すっかり打ち解けた(あたらし)さんは、今度は自分が担当している売り場をわざわざ紹介してくれた。

彼女の仕事の手を止めているのではないだろうかと心配になったが、せめて売り場だけでも紹介させて欲しいと反対に懇願された。その雰囲気がどことなく藤野店長に似ているように思ったのは、僕だけではないはずだ。

案内されたのは、文芸棚の奥にある小さな平台だった。


「ほんやの、ほん?」

「”本屋の本”です。作中に本屋が登場する小説や漫画を集めているんです。実際に本屋をしている人のエッセイもありますよ。そうですねぇ、個人的には、この個人書店が紹介されているガイドブックなんかもおすすめです。あとは……」


新さんはスイッチが入ったのか、次々に売り場の本を手に取り、求めてもいないのに語り始めた。かもめ書店での異端児(いたんじ)、いや、元気印である大友さんがここまでたじろいでいるのは、なんというか、新鮮に見える。


「この売り場の本は、全部新さんが選んだのですか?」


一ノ瀬さんが訊く。


「ええ。私、いろんな本屋さんを回るのが趣味で、いつか本屋さんを紹介する機会を作りたいと思っていたの。今は本屋自体が経営が厳しいから、どうにかして手助けができないかって思ってて。社員さんに企画書を作って提案してみたら、特別に売り場を設けてくれたの。売れなかったら、すぐになくなっちゃうんですけどね。あ、いけない!ちょっと失礼します」


新さんはレジの応援を呼ばれたらしく、慌てて駆け出して行ってしまった。


「なんか新さん、すごいっすね……」


なぜか語尾が変わった大友さんは、しばらく呆気(あっけ)に取られて立ち尽くしている。

好きなことへの情熱と、それから湧き上がる使命感。

背景を知ってからあらためて売り場に目をやると、隅っこにある売り場が、お店の中で最も際立っているように感じた。きっと世界に発信すべきものは、こういうものなのではないだろうか。


「この小説、面白そう」

「一ノ瀬さん?」

勝手に圧倒されていた僕と大友さんをよそに、一ノ瀬さんは新さんが作った売り場を(たの)しそうに物色している。

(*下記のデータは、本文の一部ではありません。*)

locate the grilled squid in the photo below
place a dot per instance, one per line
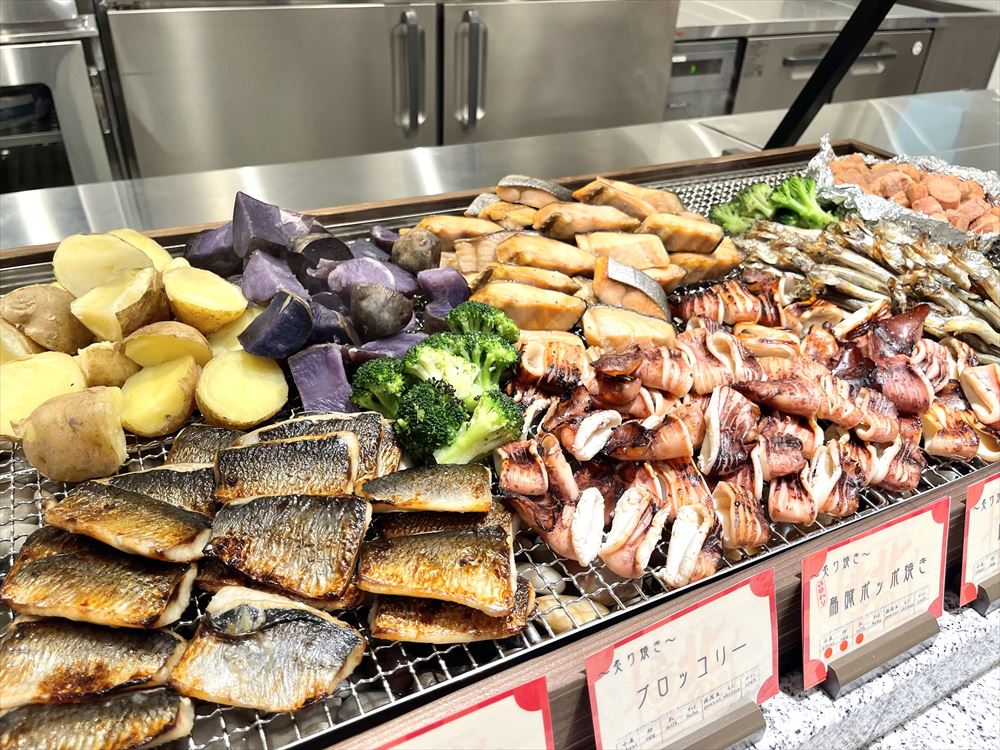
(744, 525)
(763, 341)
(687, 537)
(796, 395)
(730, 424)
(790, 501)
(708, 371)
(945, 433)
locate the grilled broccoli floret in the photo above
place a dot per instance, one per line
(498, 419)
(729, 217)
(493, 355)
(429, 417)
(798, 194)
(432, 360)
(755, 201)
(478, 317)
(378, 384)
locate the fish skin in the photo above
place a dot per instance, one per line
(262, 651)
(406, 618)
(200, 443)
(145, 719)
(448, 487)
(52, 660)
(471, 567)
(59, 574)
(190, 486)
(132, 522)
(301, 543)
(214, 575)
(367, 425)
(391, 525)
(319, 465)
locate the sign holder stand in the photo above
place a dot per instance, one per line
(989, 594)
(848, 668)
(743, 722)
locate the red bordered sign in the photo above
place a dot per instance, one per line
(981, 545)
(518, 719)
(670, 678)
(864, 587)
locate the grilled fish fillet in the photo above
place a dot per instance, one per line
(59, 661)
(59, 574)
(470, 567)
(367, 425)
(302, 543)
(315, 464)
(145, 719)
(405, 618)
(190, 486)
(392, 525)
(199, 444)
(132, 522)
(447, 487)
(214, 575)
(262, 651)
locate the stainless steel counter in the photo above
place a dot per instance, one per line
(958, 126)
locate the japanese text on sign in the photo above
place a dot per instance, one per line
(669, 679)
(981, 550)
(518, 719)
(867, 585)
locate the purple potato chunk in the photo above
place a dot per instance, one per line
(213, 251)
(444, 284)
(379, 311)
(282, 329)
(383, 237)
(264, 275)
(318, 374)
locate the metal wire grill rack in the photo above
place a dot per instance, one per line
(394, 674)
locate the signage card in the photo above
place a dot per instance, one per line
(869, 584)
(671, 678)
(981, 549)
(517, 719)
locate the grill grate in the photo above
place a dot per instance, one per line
(394, 674)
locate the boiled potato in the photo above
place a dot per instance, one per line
(42, 313)
(150, 247)
(240, 390)
(76, 436)
(159, 399)
(161, 342)
(14, 345)
(105, 363)
(225, 339)
(84, 261)
(201, 298)
(130, 300)
(27, 383)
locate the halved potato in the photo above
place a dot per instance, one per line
(201, 298)
(14, 345)
(159, 399)
(150, 247)
(130, 300)
(42, 313)
(105, 363)
(84, 261)
(225, 339)
(240, 390)
(161, 342)
(27, 383)
(76, 436)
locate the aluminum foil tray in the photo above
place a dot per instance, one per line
(393, 676)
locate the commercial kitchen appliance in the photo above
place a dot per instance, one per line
(55, 123)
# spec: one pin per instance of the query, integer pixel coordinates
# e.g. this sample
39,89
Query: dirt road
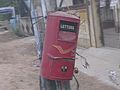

相変わらずマイペースに書店を楽しむ彼女を見ていると、忘れかけたものを思い出させてくれるような気がする。


「素敵な売り場ですね。新さんの本屋好きがすごく伝わってきます」

「なんていうか、熱量がすごいね」

「……」

「大友ちゃん?」

「……なんか、あたし、ちょっと自信なくなってきちゃいました」

「どうして?」

「だって、新さんは純粋に本が好きなんだって感じが伝わってきて、あたしは、そこまで本好きじゃないっていうか、志が高くないというか……」

「わたしから見たら、大友ちゃんも十分本好きだと思うけどなあ」

「そうですかね……」


思ったことを素直に口にする大友さんと、欲しい時に共感してくれる一ノ瀬さん。

普段はおどおどしていることが多い一ノ瀬さんは、時々しっかり者のお姉さんのように、そして大友さんは、年相応に見えることがある。そんな姉妹のような2人を僕はただ傍観する。


「難しく考えずに、とりあえずお店を楽しもうよ」

「そ、そうですね……!」


ジェットコースターのようにアップダウンする大友さんは落下スピードこそ速いが、上昇するのも速い。不安定な彼女には、安定した一ノ瀬さんの存在が欠かせないのかもしれない。